Clutterbuck, Rowlands, and Seamons offer a number of confidentiality ideas for improving data security on wireless local area networks (WLANs). Small to medium enterprises (SMEs) use WLANs as a means to for deployment of new assets and to communicate with the employees that are roaming.
As with any wireless technology, there are a number of vulnerabilities intrinsic with the service. Wireless systems rely heavily on the IEEE standards as a means for handing data and with the standard comes a built-in solution for security known as wired equivalent privacy (WEP). WEP is a simple way for deploying a shared method of authentication.
But obviously this may cause issues as the WEP key is shared with users.
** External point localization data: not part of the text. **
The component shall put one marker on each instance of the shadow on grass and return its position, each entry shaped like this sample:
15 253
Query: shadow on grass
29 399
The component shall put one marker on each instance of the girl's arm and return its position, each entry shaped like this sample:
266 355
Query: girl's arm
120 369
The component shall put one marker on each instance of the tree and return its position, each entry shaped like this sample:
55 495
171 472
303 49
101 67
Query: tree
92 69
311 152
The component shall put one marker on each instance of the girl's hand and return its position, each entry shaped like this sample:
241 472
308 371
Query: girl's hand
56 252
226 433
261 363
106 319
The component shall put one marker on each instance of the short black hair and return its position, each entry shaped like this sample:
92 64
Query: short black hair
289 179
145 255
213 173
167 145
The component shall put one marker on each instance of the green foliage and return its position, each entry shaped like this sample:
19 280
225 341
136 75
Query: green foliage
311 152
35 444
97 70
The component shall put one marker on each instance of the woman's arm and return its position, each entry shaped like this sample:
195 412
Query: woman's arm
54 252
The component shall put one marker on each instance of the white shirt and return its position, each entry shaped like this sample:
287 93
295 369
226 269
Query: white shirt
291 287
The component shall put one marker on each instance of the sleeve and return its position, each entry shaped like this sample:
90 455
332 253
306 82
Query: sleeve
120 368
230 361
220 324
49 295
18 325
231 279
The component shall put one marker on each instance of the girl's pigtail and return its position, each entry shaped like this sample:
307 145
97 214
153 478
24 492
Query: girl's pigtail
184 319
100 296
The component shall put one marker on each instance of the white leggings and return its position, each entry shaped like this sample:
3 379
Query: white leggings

Another form of protection with Wi-Fi Protected Access (WPA) has a higher level of security but was closely similar to WEP.
The authors also discuss a number of additional link-layer encryption one being Temporal Key Integrity Protocol (TKIP) and the other is CBC-MAC Protocol (CCMP). In the technical design of the network, the wireless security is only as strong as the wires and system it runs along. It is recommended to use HTTP security as a redundant method for protecting the data as it runs through the network.
Clutterbuck, P., Rowlands, T., & Seamons, O. (2007). Auditing the data confidentiality of wireless local area networks. Electronic Journal of Information Systems Evaluation, 10(1), 45-56.